Egalitarians for Resource Depletion?

Here's a curiosity. Suppose there is some scarce resource, which can either be used by us for a temporary boost in welfare, or invested for the greater benefit of all future generations. Further suppose that improvements in technology etc. mean that the standard of living is steadily improving, so that future generations will be better off than we are. Then it seems that egalitarianism recommends we deplete the resource, selfishly expending it on ourselves. Doesn't that seem odd? (Maybe it's just my utilitarian intuitions playing up again.)

P.S. For other curious facts, you should read Will Wilkinson: "while nominal inequality is increasing, material inequality continues to decrease. As market competition pushes prices down, goods at the bottom of the price range more and more closely approximate goods at the top of the price range." I hadn't thought of that before.

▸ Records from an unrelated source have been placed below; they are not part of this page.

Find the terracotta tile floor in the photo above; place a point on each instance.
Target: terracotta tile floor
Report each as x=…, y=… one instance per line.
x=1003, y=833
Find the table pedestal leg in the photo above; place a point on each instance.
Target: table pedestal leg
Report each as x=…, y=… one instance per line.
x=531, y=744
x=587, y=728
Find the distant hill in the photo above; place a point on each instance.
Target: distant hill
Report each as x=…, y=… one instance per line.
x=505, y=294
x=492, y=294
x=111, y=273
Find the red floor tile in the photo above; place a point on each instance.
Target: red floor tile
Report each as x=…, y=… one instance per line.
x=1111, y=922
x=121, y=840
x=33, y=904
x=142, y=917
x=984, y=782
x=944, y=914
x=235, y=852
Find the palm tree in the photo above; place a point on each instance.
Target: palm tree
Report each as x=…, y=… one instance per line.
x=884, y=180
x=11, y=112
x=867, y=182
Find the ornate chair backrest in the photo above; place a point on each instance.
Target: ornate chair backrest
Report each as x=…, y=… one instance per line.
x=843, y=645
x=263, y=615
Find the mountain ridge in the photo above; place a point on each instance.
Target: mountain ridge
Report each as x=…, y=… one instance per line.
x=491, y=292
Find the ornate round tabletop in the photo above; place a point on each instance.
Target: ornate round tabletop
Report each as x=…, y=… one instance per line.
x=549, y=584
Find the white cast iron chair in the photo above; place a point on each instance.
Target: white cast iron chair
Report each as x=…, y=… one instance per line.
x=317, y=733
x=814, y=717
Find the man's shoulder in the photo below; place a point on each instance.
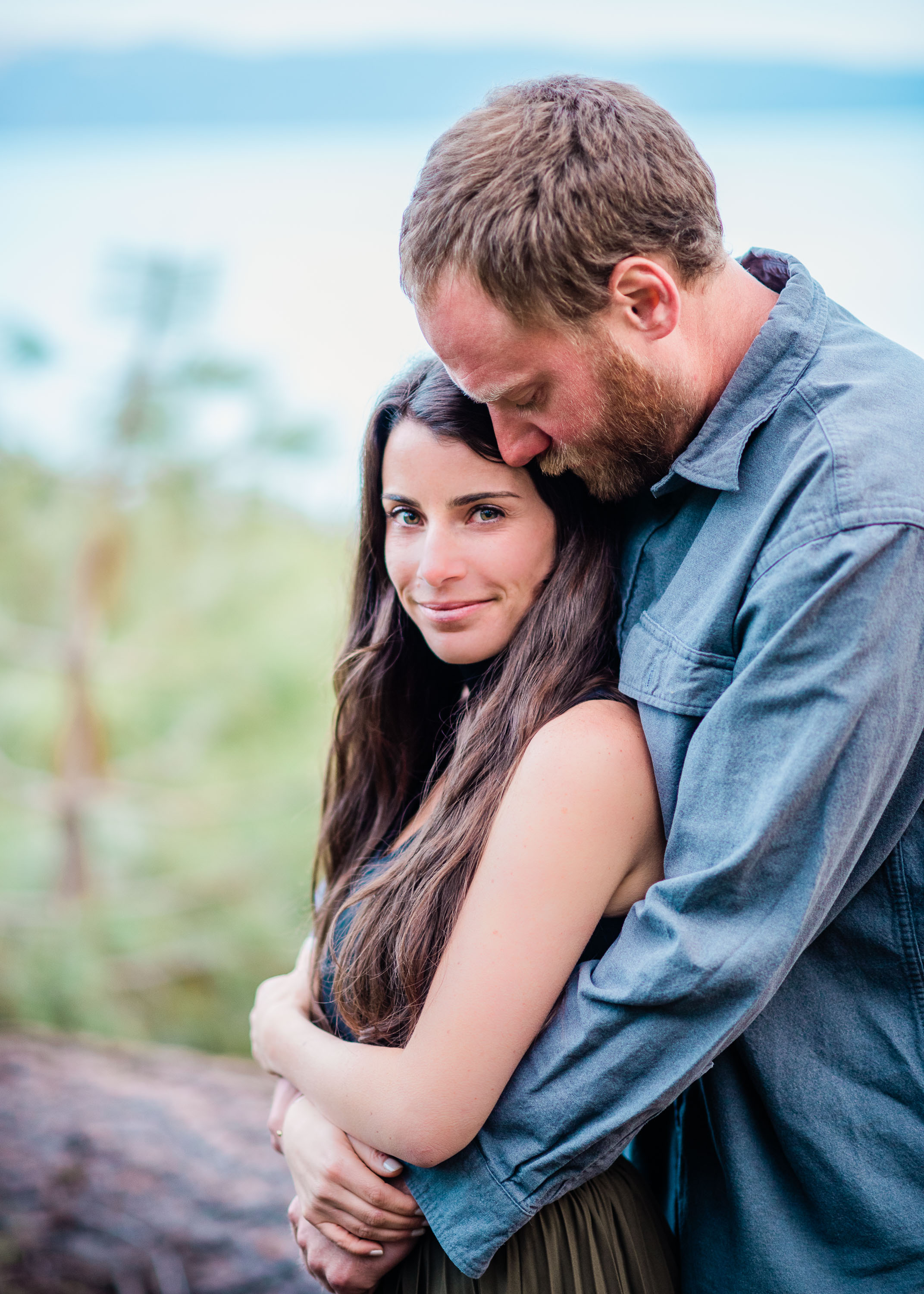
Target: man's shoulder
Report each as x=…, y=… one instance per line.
x=856, y=421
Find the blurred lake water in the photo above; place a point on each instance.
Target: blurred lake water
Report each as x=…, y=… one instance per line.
x=302, y=227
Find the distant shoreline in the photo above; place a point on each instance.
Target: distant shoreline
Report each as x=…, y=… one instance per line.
x=171, y=86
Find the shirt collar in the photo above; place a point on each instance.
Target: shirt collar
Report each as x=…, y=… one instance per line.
x=773, y=365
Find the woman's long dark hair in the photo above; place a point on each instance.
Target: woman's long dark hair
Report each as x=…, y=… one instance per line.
x=400, y=725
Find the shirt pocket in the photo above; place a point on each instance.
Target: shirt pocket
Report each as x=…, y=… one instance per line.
x=659, y=669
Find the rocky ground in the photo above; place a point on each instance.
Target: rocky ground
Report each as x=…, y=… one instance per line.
x=139, y=1170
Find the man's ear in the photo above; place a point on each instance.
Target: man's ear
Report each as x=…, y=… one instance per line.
x=645, y=298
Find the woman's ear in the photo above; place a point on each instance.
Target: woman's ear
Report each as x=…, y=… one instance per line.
x=645, y=298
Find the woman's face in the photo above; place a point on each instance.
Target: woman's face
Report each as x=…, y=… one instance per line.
x=468, y=543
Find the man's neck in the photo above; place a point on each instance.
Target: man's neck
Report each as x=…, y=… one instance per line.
x=721, y=320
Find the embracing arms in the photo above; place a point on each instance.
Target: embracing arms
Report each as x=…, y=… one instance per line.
x=578, y=835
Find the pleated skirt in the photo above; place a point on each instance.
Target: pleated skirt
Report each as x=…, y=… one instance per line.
x=606, y=1237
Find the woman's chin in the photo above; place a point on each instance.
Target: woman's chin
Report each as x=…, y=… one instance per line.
x=463, y=649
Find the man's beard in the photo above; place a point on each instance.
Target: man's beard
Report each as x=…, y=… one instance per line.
x=639, y=429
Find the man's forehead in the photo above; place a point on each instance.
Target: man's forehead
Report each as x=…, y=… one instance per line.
x=486, y=352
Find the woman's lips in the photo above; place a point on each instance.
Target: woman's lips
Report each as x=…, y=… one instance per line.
x=448, y=612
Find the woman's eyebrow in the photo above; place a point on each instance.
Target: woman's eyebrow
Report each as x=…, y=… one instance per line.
x=464, y=500
x=400, y=499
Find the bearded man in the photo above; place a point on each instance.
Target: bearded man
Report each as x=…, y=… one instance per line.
x=763, y=1011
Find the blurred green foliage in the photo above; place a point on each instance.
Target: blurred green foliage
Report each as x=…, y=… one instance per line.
x=210, y=678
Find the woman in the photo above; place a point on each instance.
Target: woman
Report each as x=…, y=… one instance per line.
x=490, y=818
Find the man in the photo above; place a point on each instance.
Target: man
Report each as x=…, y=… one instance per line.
x=564, y=253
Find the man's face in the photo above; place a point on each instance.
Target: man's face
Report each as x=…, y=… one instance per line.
x=574, y=398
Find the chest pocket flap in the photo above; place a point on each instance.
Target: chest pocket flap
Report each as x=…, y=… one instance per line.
x=659, y=669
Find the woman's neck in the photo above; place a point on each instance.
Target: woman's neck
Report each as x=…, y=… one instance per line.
x=473, y=675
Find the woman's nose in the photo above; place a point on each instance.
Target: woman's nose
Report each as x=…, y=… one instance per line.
x=518, y=439
x=442, y=558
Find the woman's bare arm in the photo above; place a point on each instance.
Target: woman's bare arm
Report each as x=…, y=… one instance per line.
x=578, y=834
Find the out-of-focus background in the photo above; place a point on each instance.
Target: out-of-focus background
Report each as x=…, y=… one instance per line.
x=198, y=301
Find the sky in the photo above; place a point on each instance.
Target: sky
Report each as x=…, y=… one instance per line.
x=861, y=33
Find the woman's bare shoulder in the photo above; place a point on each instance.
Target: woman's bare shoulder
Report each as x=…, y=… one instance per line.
x=589, y=732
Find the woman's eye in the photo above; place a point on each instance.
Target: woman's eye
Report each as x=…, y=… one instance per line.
x=404, y=517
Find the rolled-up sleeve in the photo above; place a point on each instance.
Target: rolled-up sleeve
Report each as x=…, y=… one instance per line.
x=785, y=785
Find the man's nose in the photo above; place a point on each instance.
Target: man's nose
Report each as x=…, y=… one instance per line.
x=518, y=439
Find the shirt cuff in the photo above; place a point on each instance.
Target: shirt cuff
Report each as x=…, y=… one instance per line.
x=445, y=1193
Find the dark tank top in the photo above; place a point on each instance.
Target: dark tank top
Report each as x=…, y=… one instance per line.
x=605, y=933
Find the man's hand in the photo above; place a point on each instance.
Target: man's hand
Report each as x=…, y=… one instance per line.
x=341, y=1188
x=337, y=1271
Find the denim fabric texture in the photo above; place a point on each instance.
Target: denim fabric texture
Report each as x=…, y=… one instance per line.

  1. Egalitarians ARE strange.
    but then again egalitarians may not believe in considering equality across time.

  2. Well, on the intuitive front, I don't find it odd at all. If we're suffering due to mere circumstance of the time period that we're born in, it might seem fair that we're compensated with greater rights to depletable resources.

    Second, it's worth pointing out that the same problem arises for non-egalitarian consequentialists, given the truth of diminishing marginal utility. It might be the case that we'll gain more from depleting those resources now than future generations will lose through not having access to them, at least when you're measuring benefit in terms of, say, mental happiness.

    (It's probably worth pointing out that I doubt this debate has any factual relevance to most issues of resource depletion in the world )

  3. Of course, if we would get the most benefit (strictly contradicting my description of the case) then there's no "problem" at all.

    But on the first point, I guess the egalitarian can frame their position, as you do, to sound more plausible than I'd put it.

  4. Sorry, my bad. My basic point was that for almost any real world dilemma of this kind, egalitarianism and consequentialism are both going to have similar results, given that they are both committed to material equality in some sense.